While most of the participants seemed to agree with the emphasis upon civil society, Biggar expressed a more positive evaluation of interaction with government. While he agreed that there are reasons to be suspicious and to ‘keep your wits about you’ he also expressed a sympathy with those who govern, noting that they tend to have genuine public-spiritedness. He argued that the problem is not so much lack of moral seriousness as genuine practical constraints on their time which limit them from being able to deliberate as carefully as possible. Thus, he argued, there is real opportunity for academics to play various constructive roles, highlighting in particular the way that academics can offer courage to those who are intimidated about expressing their convictions. He argued that the best way to go about playing this role is to develop patterns of candour and responsibility amidst long-term friendship between academics and those in positions of power.
As we conclude, it is worth returning to a theme that was present (both explicitly and implicitly) throughout the conversation: the need for the future of the discipline to be undergirded by carefully developed practices of formation. Formation in any discipline depends on the discipline’s history of engagement with reality. It is, after all, this history which shapes any discipline’s characteristic modes of enquiry, practice and discourse. The point that was particularly emphasised in the conversation under consideration here, however, was that formation also depends upon developed practices of combat with other (disciplinary and religious) traditions. Formation in Christian theological ethics, that is, requires what David Burrell has described as ‘dialectical exchange between historically developed positions as a way of sharpening one’s capacities for assessment by pitting them against formidable peers’. 2 Combat will be robust no doubt but combat should also be ‘amiable’ in the sense that scholars in the field of theological ethics must learn to play host to those enquiring into their own traditions and to be hosted in their turn. If ethics is substantially the task of being appropriately responsive to reality, then the process of formation must be centrally concerned with developing the capacity to perceive reality in all of its particularity.
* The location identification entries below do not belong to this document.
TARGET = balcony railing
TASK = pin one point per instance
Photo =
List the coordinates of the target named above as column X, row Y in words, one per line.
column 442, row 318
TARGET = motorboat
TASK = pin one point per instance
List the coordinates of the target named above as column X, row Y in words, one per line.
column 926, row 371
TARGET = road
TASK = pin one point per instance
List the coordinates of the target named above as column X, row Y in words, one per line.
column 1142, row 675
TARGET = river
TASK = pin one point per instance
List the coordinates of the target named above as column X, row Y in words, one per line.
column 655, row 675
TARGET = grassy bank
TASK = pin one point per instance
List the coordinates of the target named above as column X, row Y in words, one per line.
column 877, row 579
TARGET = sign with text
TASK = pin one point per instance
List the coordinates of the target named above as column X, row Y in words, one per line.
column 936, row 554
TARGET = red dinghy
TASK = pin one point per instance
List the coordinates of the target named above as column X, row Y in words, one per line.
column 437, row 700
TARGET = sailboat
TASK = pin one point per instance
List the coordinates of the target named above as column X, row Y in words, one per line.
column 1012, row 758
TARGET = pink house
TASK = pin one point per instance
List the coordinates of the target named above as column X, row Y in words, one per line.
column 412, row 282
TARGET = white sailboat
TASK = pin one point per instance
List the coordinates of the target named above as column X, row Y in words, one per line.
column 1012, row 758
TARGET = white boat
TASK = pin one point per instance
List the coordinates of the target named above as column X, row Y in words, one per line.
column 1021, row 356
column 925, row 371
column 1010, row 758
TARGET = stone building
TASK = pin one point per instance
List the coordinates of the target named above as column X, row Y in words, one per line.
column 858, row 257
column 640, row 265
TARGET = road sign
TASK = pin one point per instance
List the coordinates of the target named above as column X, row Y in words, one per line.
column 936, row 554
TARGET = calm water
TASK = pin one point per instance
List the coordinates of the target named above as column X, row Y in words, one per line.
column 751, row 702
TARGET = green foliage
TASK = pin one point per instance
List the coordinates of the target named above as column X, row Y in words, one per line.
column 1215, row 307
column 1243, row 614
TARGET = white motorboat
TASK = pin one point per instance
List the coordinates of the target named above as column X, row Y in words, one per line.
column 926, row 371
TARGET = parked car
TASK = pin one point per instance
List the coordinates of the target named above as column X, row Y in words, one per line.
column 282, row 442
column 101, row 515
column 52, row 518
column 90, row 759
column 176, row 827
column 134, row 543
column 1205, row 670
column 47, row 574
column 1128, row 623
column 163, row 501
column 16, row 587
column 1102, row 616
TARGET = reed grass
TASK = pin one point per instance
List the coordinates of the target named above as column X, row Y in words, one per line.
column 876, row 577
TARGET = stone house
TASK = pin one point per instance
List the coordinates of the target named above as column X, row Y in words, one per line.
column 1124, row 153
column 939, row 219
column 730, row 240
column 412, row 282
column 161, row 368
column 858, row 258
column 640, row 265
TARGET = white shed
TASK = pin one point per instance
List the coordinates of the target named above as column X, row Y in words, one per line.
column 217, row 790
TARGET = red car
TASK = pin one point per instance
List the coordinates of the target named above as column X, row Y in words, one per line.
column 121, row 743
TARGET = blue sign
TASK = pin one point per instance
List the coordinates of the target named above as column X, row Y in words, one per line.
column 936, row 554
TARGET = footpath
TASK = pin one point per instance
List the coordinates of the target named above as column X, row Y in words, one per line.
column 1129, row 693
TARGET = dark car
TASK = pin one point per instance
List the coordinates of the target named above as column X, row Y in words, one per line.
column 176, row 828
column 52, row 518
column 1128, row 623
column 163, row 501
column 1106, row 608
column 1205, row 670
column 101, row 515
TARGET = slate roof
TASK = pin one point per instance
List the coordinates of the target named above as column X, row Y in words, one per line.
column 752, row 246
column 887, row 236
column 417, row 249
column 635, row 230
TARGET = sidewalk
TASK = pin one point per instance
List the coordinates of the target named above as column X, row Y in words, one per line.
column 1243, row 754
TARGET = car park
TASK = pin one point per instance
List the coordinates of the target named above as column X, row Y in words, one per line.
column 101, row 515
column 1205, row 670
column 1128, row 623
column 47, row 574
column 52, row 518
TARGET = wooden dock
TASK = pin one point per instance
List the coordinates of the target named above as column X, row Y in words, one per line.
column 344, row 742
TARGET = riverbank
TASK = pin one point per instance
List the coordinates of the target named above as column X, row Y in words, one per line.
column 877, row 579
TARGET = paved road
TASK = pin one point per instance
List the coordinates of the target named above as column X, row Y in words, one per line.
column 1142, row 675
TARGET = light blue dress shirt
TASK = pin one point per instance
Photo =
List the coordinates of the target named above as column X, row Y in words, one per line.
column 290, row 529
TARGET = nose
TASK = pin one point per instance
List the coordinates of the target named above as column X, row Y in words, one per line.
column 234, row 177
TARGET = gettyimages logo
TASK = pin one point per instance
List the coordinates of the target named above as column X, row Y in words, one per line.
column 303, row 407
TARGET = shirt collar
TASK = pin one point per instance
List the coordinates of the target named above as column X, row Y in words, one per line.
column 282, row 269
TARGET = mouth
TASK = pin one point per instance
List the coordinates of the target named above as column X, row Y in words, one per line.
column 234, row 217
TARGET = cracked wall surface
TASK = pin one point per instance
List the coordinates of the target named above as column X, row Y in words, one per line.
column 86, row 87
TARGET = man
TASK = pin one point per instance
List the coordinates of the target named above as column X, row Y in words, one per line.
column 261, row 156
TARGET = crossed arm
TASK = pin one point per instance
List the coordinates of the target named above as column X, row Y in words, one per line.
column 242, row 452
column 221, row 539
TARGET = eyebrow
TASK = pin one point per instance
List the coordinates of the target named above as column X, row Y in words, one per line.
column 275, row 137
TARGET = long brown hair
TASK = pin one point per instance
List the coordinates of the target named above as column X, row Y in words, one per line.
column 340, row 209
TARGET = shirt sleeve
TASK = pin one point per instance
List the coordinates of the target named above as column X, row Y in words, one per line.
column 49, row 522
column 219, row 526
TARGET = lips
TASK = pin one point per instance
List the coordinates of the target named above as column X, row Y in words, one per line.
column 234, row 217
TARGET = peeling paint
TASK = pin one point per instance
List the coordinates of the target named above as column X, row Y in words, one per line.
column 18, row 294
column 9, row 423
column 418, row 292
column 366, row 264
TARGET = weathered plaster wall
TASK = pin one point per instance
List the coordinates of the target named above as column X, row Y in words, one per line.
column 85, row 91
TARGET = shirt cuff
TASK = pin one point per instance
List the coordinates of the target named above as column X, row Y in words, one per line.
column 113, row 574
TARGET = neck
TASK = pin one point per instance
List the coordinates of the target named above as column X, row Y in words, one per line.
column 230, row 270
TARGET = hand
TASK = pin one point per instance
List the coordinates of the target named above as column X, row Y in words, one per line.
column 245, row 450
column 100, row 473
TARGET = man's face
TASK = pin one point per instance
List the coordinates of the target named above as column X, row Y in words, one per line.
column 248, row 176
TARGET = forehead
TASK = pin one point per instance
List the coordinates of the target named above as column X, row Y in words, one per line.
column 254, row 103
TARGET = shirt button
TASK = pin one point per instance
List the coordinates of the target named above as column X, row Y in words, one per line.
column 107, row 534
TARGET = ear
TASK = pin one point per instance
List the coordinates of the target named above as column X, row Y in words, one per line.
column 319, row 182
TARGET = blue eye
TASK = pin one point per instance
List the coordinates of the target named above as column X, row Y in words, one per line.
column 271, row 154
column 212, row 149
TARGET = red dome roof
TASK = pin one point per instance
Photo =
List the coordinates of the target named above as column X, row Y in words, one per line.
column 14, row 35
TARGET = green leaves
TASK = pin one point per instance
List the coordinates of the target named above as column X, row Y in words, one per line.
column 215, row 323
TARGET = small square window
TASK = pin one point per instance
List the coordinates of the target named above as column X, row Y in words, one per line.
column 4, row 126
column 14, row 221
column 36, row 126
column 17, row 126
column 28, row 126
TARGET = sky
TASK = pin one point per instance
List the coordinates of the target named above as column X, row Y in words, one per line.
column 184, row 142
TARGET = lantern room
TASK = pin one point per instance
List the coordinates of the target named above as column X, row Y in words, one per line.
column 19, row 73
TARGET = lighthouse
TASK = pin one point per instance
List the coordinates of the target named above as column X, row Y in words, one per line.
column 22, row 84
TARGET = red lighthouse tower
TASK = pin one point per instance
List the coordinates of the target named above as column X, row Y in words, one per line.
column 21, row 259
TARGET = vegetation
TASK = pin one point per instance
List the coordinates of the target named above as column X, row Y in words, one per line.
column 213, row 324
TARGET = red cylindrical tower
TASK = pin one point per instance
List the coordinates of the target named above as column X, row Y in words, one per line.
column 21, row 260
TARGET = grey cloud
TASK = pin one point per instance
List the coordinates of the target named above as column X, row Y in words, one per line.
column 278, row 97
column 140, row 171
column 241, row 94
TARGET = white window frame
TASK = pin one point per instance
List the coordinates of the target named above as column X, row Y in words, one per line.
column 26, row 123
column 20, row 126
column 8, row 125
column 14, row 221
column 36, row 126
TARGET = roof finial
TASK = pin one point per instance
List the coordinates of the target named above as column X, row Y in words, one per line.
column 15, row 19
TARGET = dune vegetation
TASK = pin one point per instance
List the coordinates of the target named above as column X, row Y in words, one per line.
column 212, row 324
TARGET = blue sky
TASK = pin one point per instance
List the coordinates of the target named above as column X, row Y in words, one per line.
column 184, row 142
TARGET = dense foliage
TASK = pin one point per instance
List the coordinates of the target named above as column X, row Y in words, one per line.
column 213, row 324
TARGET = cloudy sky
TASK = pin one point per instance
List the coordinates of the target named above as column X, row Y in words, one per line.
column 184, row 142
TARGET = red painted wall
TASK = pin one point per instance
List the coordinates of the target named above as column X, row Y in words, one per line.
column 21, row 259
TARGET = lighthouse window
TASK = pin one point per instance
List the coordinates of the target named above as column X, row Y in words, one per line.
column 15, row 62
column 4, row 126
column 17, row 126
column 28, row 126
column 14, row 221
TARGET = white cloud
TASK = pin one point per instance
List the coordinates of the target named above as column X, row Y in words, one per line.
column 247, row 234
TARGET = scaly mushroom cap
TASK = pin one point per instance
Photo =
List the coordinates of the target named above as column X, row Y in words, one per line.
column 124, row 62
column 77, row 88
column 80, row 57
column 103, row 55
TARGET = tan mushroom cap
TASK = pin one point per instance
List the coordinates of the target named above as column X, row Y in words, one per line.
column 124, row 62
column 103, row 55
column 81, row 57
As became apparent here, since all inhabit a single reality, a crucial way to develop such a capacity is to engage in such contestations between sophisticated historically developed traditions of enquiry.
Footnotes
*
The present work is focused exclusively upon summarising the discussion that occurred and, while it attempts to draw out the complexities of various comments, it does not attempt to interact critically with them.
**
Joshua Hordern gratefully acknowledges the generous support of the Sir Halley Stewart Trust which has enabled him to prepare this paper for publication.
1
The point here seemed to be that the public discourses that we trust to respond to extremely complex societal challenges have, on Lovin’s view, increasingly learned to rely upon brute and unsophisticated analyses which then lead to destructive and rash activity.
2
David Burrell, Faith and Freedom: An Interfaith Perspective (Oxford: Blackwell, 2004), p. 105.